The days of giant black screens on walls may soon come to an end. Not content with fitting humans with exoskeletons and laundry-folding robots, Panasonic has unveiled an update to its translucent TV prototype that takes movie night one step further, merging a glass sliding cupboard door with a screen. It’s in the early stages, but the company’s breakthrough could spell big changes for building design.
There’s a very thin OLED mesh embedded in the door, invisible when off but enough to block out the image when switched on. The earlier incarnation, which Panasonic has been showing off since January, wasn’t quite ready for prime time. When on, the OLEDs weren’t bright enough, so the company had to add external lights. The new diodes are bright enough to do away with these, reaching the point where the TV disappears into the cabinet.
Unfortunately, you’ll have to wait a while to get your hands on one. A Panasonic spokesperson told Engadget at Japan’s CEATEC show on Tuesday that the panel probably won’t be available for another three years, if not longer.
OLEDs are the wonder tech that are transforming mobile devices, but currently sit outside of the realm of affordability for the big screen. Its ability to completely shut off individual pixels gives it an unparalleled advantage with displaying deep blacks. Phones like the Samsung Galaxy S7 use the technology to maintain an always-on screen. LG’s 4K OLED TVs benefit from impressive picture quality, but currently retail for well north of $2,000.
Some may question why you’d want to look through your TV when not using it, but Panasonic’s demo gives a glimpse of what OLED technology may enable.

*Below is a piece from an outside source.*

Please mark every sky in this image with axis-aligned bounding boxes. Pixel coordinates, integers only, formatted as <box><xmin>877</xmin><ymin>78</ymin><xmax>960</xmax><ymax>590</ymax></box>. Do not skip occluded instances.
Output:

Architects could incorporate the technology into their designs, creating “movie rooms” that block out the light when a film’s playing, before returning to a well-lit room after the film’s over. Space-strapped apartment hunters could buy cabinets with storage space that double up as a TV, while bedrooms could build the screens into wardrobes to save on having a giant screen in the room. It may be a while off, but when it comes to interior design, Panasonic’s breakthrough may literally help TVs disappear.